祖父母というのはとにかく孫から目を離さない。もちろん親もあるていどはそうしているわけですが、祖父母はそれ以上に目も心も離しません。孫が喜ぶことをしてやることこそ、祖父母にとっては最大の喜びでした。

これはもちろんある種の過保護です。ときにはしつけとしては望ましくないようなことでも「孫が喜ぶから」とやってあげる。けれどそれが同時に自分の喜びなのです。毎日、これが「喜びを分かち合う」ことの原形なのだな、と思うような場面ばかりでした。

高校生への調査で分かった「問題行動の原因」

ちょっと興味深い研究をご紹介します。

京都大学大学院の木原雅子先生という方の研究です。木原先生は長年にわたって数十万人の青少年を対象にした調査を行い、子どもたちがいま抱えている問題の根がどこにあるのかを知ろうとしておられます。いじめ、性の問題、万引きや自傷行為といった問題点の原因はなんなのかを知ることによって、予防することを目的とした調査研究です。

木原先生は毎年全国各地の高校を訪問して、調査を行っておられますが、そのなかにこんな質問がありました。

「あなたは自分の親から大事に育てられてきたと思いますか」「いまあなたを大切にしてくれる大人はいますか」。こうした多くの問いに、「はい」か「いいえ」で答えていくというアンケート調査です。

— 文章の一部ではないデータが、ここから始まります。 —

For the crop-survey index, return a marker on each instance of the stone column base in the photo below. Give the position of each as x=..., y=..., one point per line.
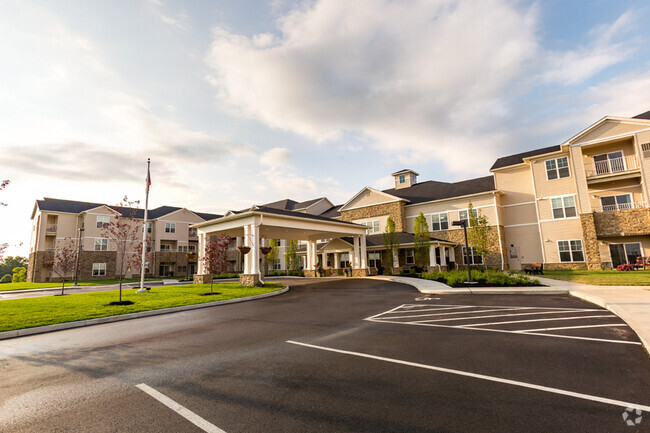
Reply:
x=202, y=278
x=250, y=280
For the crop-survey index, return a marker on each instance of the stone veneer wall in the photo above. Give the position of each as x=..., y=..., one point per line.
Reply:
x=395, y=210
x=627, y=222
x=592, y=253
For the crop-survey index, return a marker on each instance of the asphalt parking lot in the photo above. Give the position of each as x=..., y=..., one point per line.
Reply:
x=347, y=355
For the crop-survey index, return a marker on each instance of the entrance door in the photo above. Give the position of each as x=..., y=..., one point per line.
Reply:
x=617, y=251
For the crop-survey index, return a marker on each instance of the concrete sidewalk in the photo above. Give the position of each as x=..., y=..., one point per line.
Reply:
x=630, y=303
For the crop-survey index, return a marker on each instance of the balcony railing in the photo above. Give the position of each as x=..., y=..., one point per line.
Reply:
x=610, y=166
x=622, y=206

質問項目は数多く「異性の好きな友達ができたら、高校時代に性的な関係を持つことはかまわないと思いますか」「すでに異性と性的な関係を持った経験がありますか」「万引きをした経験がありますか」といったことにも質問は及びます。

すると、はっきりした傾向が見えました。

「自分は親に大切に育てられたと思うか」
「自分を大切にしてくれる大人がいるか」

という問いに「はい」と答えたグループ、「いいえ」と答えたグループで、他の質問に対する答えが大きく違ってきたのです。